Sur le paquebot j’ai plus ou moins appris le français. A paris, nous n’avions ni parent ni amis, l’accueil fut favorable. Nous étions sujets de l’empire frs et étrangers, des jaunes d’un autre continent, différents par le faciès, qui parle le français, plus ou moins mal, avec l’accent. Mais nous étions des bons colonisés, ceux qui ont choisi la France, ses valeurs, sa supériorité…
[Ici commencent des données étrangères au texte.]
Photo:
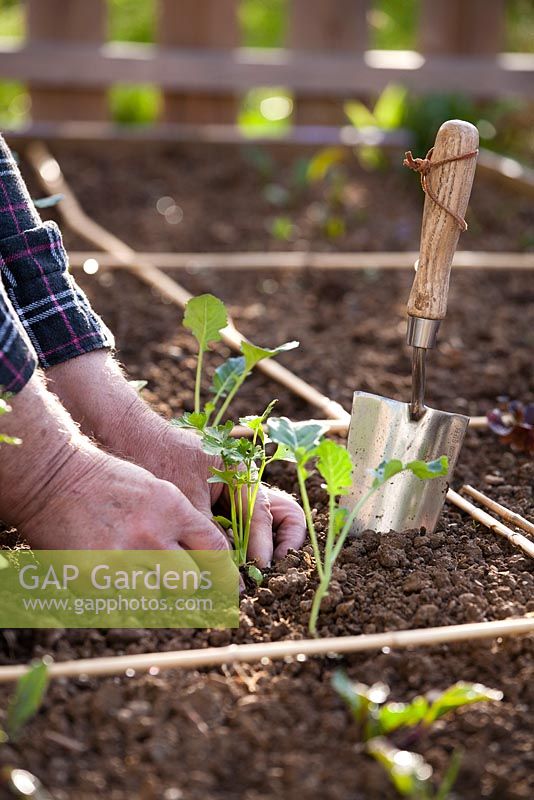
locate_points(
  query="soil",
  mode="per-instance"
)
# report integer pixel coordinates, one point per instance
(277, 729)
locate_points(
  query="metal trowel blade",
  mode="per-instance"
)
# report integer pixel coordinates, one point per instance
(382, 429)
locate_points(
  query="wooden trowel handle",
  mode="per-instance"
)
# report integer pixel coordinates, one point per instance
(451, 184)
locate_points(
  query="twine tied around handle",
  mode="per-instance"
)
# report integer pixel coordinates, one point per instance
(424, 166)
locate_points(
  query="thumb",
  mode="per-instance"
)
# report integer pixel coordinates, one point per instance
(260, 546)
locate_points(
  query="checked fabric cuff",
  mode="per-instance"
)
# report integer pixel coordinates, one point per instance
(17, 358)
(54, 311)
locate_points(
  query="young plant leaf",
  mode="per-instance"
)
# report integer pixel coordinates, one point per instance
(254, 354)
(458, 695)
(205, 316)
(48, 202)
(335, 465)
(27, 699)
(397, 715)
(299, 437)
(227, 375)
(224, 522)
(425, 470)
(409, 772)
(191, 420)
(340, 517)
(254, 573)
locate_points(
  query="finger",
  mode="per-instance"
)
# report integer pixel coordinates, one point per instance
(289, 522)
(260, 545)
(196, 532)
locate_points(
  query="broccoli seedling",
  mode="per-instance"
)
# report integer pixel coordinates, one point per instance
(304, 445)
(513, 422)
(26, 700)
(206, 316)
(409, 772)
(4, 439)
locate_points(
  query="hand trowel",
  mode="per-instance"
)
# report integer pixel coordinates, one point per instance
(382, 429)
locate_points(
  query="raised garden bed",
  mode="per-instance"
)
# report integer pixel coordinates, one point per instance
(279, 729)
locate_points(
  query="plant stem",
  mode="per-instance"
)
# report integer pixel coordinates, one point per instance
(320, 592)
(197, 380)
(230, 396)
(309, 520)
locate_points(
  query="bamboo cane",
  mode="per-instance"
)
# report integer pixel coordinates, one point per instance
(249, 653)
(53, 181)
(305, 260)
(490, 522)
(509, 516)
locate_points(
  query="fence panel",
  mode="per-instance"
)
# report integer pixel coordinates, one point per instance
(337, 26)
(64, 21)
(475, 27)
(199, 24)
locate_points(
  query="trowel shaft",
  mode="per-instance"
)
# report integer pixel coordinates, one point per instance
(421, 335)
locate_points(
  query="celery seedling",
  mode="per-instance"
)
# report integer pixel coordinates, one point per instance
(205, 316)
(302, 443)
(409, 772)
(244, 463)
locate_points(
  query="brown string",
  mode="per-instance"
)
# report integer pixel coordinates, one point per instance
(424, 166)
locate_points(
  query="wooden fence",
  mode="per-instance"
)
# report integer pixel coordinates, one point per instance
(202, 69)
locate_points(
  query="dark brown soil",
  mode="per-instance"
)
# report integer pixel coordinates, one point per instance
(277, 729)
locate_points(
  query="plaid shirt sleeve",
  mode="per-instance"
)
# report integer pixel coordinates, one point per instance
(53, 310)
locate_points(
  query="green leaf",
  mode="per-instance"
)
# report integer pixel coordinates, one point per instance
(386, 470)
(4, 406)
(27, 699)
(409, 772)
(335, 465)
(362, 700)
(323, 161)
(227, 375)
(205, 316)
(254, 354)
(254, 573)
(191, 420)
(426, 470)
(359, 115)
(458, 695)
(226, 476)
(390, 106)
(9, 439)
(397, 715)
(300, 437)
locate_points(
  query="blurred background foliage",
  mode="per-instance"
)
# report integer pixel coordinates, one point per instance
(504, 125)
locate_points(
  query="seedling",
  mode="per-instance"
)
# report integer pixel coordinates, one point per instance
(303, 444)
(513, 422)
(4, 439)
(244, 460)
(26, 700)
(409, 772)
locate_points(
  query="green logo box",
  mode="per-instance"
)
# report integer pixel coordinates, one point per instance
(118, 589)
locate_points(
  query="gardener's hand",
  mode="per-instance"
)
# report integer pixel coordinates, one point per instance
(115, 415)
(62, 492)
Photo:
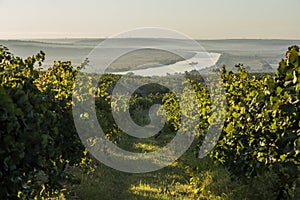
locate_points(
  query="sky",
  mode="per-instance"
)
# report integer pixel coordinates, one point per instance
(198, 19)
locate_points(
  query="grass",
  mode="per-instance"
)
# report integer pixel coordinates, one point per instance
(187, 178)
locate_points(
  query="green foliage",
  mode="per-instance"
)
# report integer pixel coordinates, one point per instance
(37, 135)
(262, 131)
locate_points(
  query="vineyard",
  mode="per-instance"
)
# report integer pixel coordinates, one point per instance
(255, 157)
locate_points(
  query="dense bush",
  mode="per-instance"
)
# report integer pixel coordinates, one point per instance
(262, 130)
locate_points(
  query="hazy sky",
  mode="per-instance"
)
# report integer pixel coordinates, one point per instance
(199, 19)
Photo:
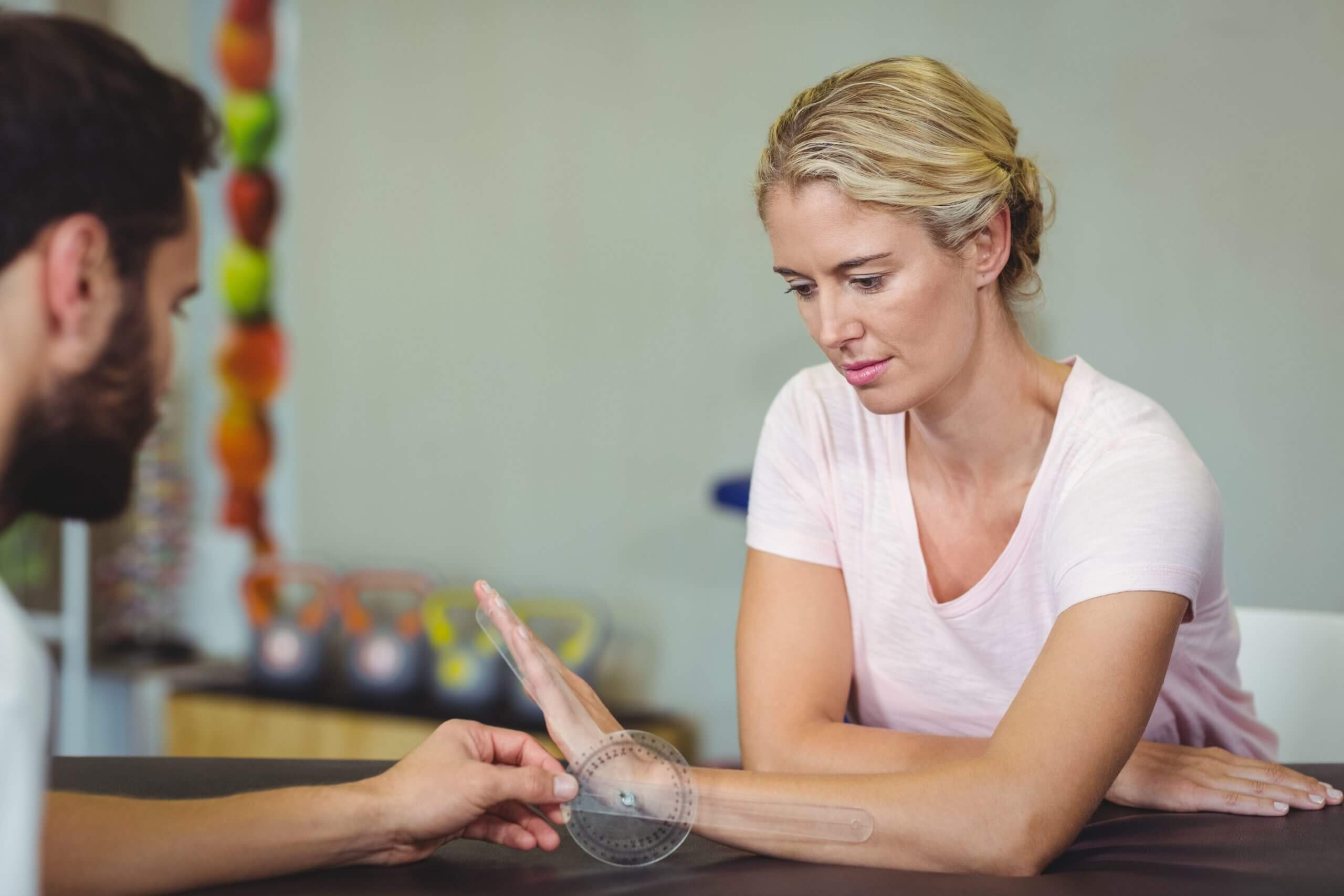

Je suis rentrée en CM1. Priorité aux études et à la culture ma mère savait choisir les bons lycées Y avait-il une communauté vietnamienne à Paris dans les années 50 et 60 ? Peut –être, mais nous n’y participions pas. Ma communauté à moi, c’était l’Education nationale, élève boursière, j’ai appris là, le mode vie, la NORME française et je m’y suis conformée. La normalisation, était attendue, elle s’est faite. Dans la foulée des études  à la Sorbonne, je suis devenue fonctionnaire de l’Education nationale, professeur d’Histoire et géographie, en la région parisienne puis dans le Tarn et Garonne et mariée à un Français . Ce parcours a-t-il permis que le racisme, je ne l’ai subi qu’exceptionnellement. Récemment il y a 6 ans au milieu d’autres français présents j’ai été traitée comme différente et inférieure, sans aucune raison on me parle, brutalement, autoritairement, on veut m’intimider, me dominer, me rabaisser,  je  l’ai  vécu comme attaque très violente.

Je témoigne qu’être étranger en France ne pose pas tant de problème lorsque cette condition ne se double pas de discrimination de ségrégation. Certains français, seulement certains, dont ceux du FN, les nostalgique de l’ancien Empire français, font cet amalgame vis à vis des étrangers moins ou plus bronzés, noirs, … venus des anciennes colonies d’Asie d’Afrique, encore dominées il y a 60 ans, 50ans… Au XXI e. siècle il n’y a plus d’empires coloniaux, il y a les états et les peuples développés, et les états et les peuples sous développés.

Le colonialisme est toujours présent, le colonialisme c’est l’attitude  qui justifie l’inégale valeur des peuples, ainsi que l’exploitation des pays sous développés, et des peuples jadis colonisés toujours considérés inférieurs, exploitation exercée par les puissances développées à des fins économiques.

Dès 1970, pendant les 30 glorieuses, Le Dr.J.Lacan, alertait, prévoyait la montée du racisme avec le colonialisme persistant  et la volonté de normaliser ceux qui immigrent.

Il faudra bien qu’un jour ça s’arrête.